Reference implementation appears in [`samples/03-workflows/orchestrations/magentic_checkpoint.py`](https://github.com/microsoft/agent-framework/blob/main/samples/03-workflows/orchestrations/magentic_checkpoint.py) (lines 55-65). The test suite in [`python/packages/core/tests/workflow/test_checkpoint.py`](https://github.com/microsoft/agent-framework/blob/main/python/packages/core/tests/workflow/test_checkpoint.py) provides additional validation examples for both backends.

## Summary

- **Two interchangeable backends**: `InMemoryCheckpointStorage` (volatile, fast) and `FileCheckpointStorage` (persistent, durable) both implement the `CheckpointStorage` protocol.
- **Shared interface**: Both classes provide `save`, `load`, `list_checkpoints`, `delete`, `get_latest`, and `list_checkpoint_ids` methods, enabling transparent swapping.
- **Data model**: Both use the `WorkflowCheckpoint` dataclass defined in [`python/packages/core/agent_framework/_workflows/_checkpoint.py`](https://github.com/microsoft/agent-framework/blob/main/python/packages/core/agent_framework/_workflows/_checkpoint.py) (lines 90-100) with `to_dict`/`from_dict` serialization.
- **Security considerations**: File-based storage validates checkpoint IDs to prevent directory traversal and uses atomic writes to prevent corruption.
- **Performance trade-offs**: In-memory storage offers zero I/O overhead but loses data on exit; file-based storage survives restarts but incurs filesystem overhead.
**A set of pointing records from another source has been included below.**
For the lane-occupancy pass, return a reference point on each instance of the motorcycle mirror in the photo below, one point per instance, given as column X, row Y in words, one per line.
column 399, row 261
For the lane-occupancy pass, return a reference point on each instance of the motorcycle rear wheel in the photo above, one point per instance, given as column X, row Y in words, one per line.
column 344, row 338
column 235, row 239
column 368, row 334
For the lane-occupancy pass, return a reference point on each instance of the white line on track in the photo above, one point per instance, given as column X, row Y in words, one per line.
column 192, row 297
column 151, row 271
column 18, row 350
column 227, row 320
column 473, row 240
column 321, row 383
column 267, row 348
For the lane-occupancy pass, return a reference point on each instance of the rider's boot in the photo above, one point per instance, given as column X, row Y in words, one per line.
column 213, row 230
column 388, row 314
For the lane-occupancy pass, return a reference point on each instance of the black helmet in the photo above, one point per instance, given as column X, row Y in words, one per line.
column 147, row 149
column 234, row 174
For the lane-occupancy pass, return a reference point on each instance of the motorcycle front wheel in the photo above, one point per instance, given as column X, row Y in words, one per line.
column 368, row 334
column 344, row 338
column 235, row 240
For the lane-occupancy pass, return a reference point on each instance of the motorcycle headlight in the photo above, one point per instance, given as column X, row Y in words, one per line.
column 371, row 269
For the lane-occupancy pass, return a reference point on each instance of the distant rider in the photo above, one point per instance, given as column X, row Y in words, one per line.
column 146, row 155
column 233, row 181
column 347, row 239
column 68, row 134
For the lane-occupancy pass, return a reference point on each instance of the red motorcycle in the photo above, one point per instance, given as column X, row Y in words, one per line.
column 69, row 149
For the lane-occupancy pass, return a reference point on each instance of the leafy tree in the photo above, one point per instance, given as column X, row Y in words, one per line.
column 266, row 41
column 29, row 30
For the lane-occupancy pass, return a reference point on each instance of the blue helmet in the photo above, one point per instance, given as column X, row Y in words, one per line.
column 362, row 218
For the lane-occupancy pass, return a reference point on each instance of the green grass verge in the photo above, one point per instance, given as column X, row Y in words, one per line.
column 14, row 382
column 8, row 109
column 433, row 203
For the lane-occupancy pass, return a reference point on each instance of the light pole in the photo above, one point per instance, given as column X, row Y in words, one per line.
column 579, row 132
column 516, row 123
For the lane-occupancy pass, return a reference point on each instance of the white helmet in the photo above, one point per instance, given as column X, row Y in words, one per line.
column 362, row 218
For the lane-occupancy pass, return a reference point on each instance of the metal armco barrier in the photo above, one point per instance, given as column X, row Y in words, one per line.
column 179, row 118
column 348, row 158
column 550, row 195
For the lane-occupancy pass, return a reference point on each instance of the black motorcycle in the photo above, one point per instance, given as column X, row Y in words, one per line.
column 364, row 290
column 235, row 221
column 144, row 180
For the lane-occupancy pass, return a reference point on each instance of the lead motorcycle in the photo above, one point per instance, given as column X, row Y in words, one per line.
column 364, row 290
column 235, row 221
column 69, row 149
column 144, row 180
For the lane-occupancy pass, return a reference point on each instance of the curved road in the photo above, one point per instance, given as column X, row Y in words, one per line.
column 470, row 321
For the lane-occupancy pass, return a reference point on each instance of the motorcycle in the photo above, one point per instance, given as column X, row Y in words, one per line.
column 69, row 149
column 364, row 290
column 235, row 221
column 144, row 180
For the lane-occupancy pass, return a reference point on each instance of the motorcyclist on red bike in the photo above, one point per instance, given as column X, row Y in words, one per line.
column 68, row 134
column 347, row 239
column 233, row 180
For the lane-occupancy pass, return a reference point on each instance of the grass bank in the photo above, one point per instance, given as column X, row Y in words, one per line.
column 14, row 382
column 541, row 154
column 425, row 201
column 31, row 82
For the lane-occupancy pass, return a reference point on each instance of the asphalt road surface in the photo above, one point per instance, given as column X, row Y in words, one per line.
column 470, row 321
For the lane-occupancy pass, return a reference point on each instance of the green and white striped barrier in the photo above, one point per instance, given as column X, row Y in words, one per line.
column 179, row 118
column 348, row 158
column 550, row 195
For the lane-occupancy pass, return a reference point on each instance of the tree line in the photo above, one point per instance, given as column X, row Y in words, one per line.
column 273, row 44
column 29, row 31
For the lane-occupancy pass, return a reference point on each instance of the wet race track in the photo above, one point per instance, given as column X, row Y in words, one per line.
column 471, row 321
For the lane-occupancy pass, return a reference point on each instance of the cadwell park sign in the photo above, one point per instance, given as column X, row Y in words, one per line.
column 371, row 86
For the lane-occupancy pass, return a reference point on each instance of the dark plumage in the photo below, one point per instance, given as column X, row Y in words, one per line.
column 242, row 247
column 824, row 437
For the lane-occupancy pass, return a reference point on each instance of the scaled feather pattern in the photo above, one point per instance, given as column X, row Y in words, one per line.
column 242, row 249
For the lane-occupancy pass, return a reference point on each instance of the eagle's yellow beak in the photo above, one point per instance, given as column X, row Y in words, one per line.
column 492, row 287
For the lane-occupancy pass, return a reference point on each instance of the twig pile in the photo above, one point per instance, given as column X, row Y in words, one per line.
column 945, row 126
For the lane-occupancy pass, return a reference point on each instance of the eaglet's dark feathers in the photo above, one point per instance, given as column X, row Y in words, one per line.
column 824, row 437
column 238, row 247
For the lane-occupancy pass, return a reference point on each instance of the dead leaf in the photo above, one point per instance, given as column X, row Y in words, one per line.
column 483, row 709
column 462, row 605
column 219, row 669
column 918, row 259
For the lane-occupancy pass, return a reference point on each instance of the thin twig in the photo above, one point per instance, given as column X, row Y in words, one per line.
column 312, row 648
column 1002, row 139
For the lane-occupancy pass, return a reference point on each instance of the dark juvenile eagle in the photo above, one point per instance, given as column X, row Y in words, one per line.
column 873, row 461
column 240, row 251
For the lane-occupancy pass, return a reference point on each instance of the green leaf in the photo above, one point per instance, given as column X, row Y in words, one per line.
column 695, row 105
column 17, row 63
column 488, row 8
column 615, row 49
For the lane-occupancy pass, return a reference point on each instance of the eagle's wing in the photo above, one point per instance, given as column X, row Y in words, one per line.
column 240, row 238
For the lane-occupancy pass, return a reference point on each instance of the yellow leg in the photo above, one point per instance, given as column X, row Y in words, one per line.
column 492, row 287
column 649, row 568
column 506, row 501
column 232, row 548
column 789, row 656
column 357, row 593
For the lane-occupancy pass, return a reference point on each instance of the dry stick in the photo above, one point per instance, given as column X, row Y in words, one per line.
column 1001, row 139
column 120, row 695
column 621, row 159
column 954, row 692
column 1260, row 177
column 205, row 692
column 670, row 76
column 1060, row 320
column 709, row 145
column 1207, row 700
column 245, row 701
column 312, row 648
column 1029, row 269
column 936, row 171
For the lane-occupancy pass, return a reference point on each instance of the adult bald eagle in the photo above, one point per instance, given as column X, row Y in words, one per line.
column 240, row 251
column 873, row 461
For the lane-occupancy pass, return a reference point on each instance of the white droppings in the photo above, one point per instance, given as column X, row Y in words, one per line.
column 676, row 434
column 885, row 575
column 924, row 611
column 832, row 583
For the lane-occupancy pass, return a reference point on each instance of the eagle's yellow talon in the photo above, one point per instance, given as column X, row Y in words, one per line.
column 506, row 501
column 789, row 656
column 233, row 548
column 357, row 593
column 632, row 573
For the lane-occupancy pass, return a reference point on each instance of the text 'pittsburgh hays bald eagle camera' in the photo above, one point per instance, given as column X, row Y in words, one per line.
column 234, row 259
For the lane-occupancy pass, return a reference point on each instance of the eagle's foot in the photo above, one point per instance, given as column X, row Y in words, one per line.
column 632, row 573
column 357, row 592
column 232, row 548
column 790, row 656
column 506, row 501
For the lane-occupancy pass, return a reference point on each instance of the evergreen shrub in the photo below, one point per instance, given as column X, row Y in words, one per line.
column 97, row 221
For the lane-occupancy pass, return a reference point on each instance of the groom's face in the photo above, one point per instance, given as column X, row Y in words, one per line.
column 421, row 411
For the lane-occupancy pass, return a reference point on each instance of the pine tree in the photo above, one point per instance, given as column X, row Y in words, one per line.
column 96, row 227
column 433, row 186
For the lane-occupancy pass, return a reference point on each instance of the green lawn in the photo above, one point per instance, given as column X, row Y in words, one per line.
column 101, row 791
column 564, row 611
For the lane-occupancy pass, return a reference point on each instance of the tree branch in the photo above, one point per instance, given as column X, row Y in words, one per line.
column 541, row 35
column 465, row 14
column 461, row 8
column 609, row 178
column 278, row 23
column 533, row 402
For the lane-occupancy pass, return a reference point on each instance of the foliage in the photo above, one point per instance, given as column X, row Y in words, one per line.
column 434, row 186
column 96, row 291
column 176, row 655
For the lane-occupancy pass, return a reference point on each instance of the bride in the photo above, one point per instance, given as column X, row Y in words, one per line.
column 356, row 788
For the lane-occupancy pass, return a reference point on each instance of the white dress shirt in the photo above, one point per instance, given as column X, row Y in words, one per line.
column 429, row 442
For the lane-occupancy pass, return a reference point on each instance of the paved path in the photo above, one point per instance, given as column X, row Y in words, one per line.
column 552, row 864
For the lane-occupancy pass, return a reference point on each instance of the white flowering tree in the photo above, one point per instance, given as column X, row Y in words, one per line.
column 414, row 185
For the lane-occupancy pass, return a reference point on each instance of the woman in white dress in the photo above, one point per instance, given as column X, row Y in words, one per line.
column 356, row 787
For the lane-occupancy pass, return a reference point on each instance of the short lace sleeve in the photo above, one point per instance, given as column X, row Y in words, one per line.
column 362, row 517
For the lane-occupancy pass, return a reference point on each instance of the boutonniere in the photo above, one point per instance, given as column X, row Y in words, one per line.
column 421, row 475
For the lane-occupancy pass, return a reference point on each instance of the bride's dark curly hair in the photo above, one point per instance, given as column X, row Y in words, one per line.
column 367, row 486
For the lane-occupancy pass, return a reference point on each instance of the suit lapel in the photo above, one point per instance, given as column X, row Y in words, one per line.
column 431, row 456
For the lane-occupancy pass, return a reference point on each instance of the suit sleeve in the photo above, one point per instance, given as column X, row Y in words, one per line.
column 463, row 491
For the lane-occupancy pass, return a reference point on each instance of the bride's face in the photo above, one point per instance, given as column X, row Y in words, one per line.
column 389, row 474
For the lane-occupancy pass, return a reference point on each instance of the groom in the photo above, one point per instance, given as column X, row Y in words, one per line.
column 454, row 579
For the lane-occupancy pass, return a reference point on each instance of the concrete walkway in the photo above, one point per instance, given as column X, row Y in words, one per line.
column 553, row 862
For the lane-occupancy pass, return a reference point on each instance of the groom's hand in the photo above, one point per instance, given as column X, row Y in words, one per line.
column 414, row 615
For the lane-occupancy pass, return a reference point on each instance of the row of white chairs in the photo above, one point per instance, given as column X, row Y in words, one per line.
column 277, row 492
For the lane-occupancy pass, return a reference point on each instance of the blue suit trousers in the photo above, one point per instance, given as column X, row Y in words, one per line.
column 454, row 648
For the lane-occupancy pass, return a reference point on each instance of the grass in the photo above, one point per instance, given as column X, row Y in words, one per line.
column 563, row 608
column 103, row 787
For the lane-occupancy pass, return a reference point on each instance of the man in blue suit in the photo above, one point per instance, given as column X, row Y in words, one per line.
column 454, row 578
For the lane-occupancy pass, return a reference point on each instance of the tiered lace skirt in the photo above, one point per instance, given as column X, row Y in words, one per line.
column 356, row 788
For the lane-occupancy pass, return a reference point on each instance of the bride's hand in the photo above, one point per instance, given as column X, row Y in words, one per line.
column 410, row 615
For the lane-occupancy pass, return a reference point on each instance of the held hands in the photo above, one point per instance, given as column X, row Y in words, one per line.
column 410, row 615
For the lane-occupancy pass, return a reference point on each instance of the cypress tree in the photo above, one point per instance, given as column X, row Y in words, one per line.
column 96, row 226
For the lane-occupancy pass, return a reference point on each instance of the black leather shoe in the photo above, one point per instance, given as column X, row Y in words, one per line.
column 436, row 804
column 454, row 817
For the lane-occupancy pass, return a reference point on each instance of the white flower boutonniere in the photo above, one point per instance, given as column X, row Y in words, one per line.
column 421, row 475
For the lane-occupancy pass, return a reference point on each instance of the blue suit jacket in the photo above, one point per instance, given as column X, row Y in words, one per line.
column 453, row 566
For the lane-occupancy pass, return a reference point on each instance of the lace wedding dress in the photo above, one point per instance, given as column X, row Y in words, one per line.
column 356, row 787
## Frequently Asked Questions

### What is the primary difference between InMemoryCheckpointStorage and FileCheckpointStorage?

`InMemoryCheckpointStorage` stores checkpoints in a Python dictionary that exists only during the process lifetime, providing maximum speed but no persistence. `FileCheckpointStorage` writes checkpoints as JSON files with embedded pickled state to a specified directory, allowing workflows to resume after process restarts.

### How do I migrate a workflow from in-memory to file-based checkpoint storage?

Migration requires only changing the constructor call. Replace `InMemoryCheckpointStorage()` with `FileCheckpointStorage(Path("./checkpoints"))` and pass the same `checkpoint_storage` parameter to `workflow.run()`. Because both classes implement the identical `CheckpointStorage` protocol, no other workflow code changes are necessary.

### Are file-based checkpoints secure against path traversal attacks?

Yes. The `FileCheckpointStorage` implementation validates every checkpoint ID against the configured base directory before constructing file paths, preventing escape attempts like `../../../etc/passwd`. Additionally, writes use atomic temporary files (`.json.tmp`) that rename to final names only after successful serialization, preventing partial writes.

### Can I implement a custom checkpoint storage backend?

Yes. Any class implementing the `CheckpointStorage` protocol methods—`save`, `load`, `list_checkpoints`, `delete`, `get_latest`, and `list_checkpoint_ids`—can serve as a backend. The protocol expects handling of `WorkflowCheckpoint` objects, which convert to dictionaries via `to_dict()` and reconstruct via `from_dict()`.